Developers are adding new supply. But in the short run, the squeeze will have economic consequences because workers can’t easily move for jobs and will have less to spend on things other than housing. Soaring rental costs also are a contributor to the Federal Reserve’s inflation expectations.
They may not yet be accurately reflected in some measures. Owners’ equivalent rent of residences, which makes up almost a quarter of the consumer price index, rose 2.4 percent in July from a year earlier. That figure “lags the reality” because it’s based on a survey of homeowner expectations about what their home would rent for, Zandi said.
Rents are rising most for those who sign new leases. But even people renewing them are getting sticker shock. Carmen Santiago, a dental assistant who was paying $1,479 a month for a two-bedroom apartment in Tampa, gave notice to her landlord in March after the rent jumped by $300.
The mother of two then racked up more than $1,000 on non-refundable application fees that she handed to about 10 landlords, sometimes getting in line without even seeing the properties first. A couple days before her lease expired in June, Santiago took a last-ditch drive. She visited five apartment complexes, all filled. The sixth, a vast complex with 22 buildings, had one unit available.
The two-bedroom cost more than $1,900 a month, including a mandatory cable bill — more than Santiago would have paid if she renewed her old lease. She could hardly afford it but took it before it was gone.
“I didn’t know how hard it was to find something,” Santiago said. “Looking back, maybe I should have stayed.”
Dopkins, the Tampa rental agent, said she recently represented a woman who had to shelve her plans to move there for her job. After exhausting her relocation package on rental-application fees, the client is now planning to commute two-and-a-half hours from her home in Ormond Beach, Fla., and maybe stay in an Airbnb or hotel room in Tampa once or twice a week.
The soaring demand is most pronounced in Sun Belt cities that have seen an influx of arrivals from the pandemic. The Phoenix area had the country’s biggest increases in rents for single-family houses in June, with an almost 17 percent surge from a year earlier, according to data released this week from Corelogic. It was followed by Las Vegas, with a 12.9 percent gain; Tucson, Ariz., at 12.5 percent; and Miami, up 12.4 percent.
It’s a reversal from the prepandemic norm of tight housing in denser, pricier cities — places such as New York, Boston and San Francisco, which saw office workers flee during lockdowns. Those areas still have an overhang of inventory of high-end apartments aimed at white-collar professionals. Still, demand is picking up.Renters now crowding the market have more money, in part, because many of them, in normal times, would be buying homes instead. Migration away from the pricey locations also is driving up housing costs for locals, especially those in more affordable cities and in far-flung suburbs.

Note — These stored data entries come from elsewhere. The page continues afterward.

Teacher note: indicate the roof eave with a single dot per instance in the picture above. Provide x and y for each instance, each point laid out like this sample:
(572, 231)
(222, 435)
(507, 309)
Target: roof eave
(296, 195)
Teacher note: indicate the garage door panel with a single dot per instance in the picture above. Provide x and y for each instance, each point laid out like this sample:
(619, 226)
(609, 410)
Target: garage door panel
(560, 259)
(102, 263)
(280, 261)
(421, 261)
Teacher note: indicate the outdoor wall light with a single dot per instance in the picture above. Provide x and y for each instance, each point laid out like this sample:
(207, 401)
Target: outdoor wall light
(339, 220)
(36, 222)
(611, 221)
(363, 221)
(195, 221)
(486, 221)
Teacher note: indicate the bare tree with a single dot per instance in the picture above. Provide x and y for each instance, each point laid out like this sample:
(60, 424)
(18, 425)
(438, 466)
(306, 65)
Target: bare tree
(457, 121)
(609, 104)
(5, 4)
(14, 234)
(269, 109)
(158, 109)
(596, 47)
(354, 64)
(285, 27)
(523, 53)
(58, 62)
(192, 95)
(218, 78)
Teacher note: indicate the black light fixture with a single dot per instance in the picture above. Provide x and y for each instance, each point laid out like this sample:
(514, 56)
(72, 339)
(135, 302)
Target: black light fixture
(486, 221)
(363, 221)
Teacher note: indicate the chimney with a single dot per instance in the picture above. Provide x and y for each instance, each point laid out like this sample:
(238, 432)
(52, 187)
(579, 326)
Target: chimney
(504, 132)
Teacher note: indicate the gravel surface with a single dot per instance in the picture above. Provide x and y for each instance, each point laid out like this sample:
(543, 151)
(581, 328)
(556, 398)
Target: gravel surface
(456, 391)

The average income for new lease signers in July hit a record of $69,252, according to RealPage, which captured data for professionally managed buildings. Year-to-date, their incomes shot up 7.5 percent.
“It’s always been hard to find a home if you have limited income,” said Jay Parsons, deputy chief economist for RealPage. “What’s crazy now is you can have a relatively high income and still have a hard time.”
Nicolle Crim, vice president of Watson Property Management’s Central Florida division, says she wished she had more to offer. But the for-sale market is so strong that owners are selling for big profits. As a result, Watson now manages about 4,000 single-family home rentals for individual owners, down by a third since the pandemic began, she said.
Even relatively sleepy areas such as Springfield, Ill., three hours from Chicago, are experiencing shortages. Landlord Seth Morrison said his only apartment listing attracted a couple dozen calls before he took it down.
“We have 270 units and we don’t have any open,” Morrison said. “In a city like Springfield, in a state like Illinois, to have this sort of demand is just crazy.”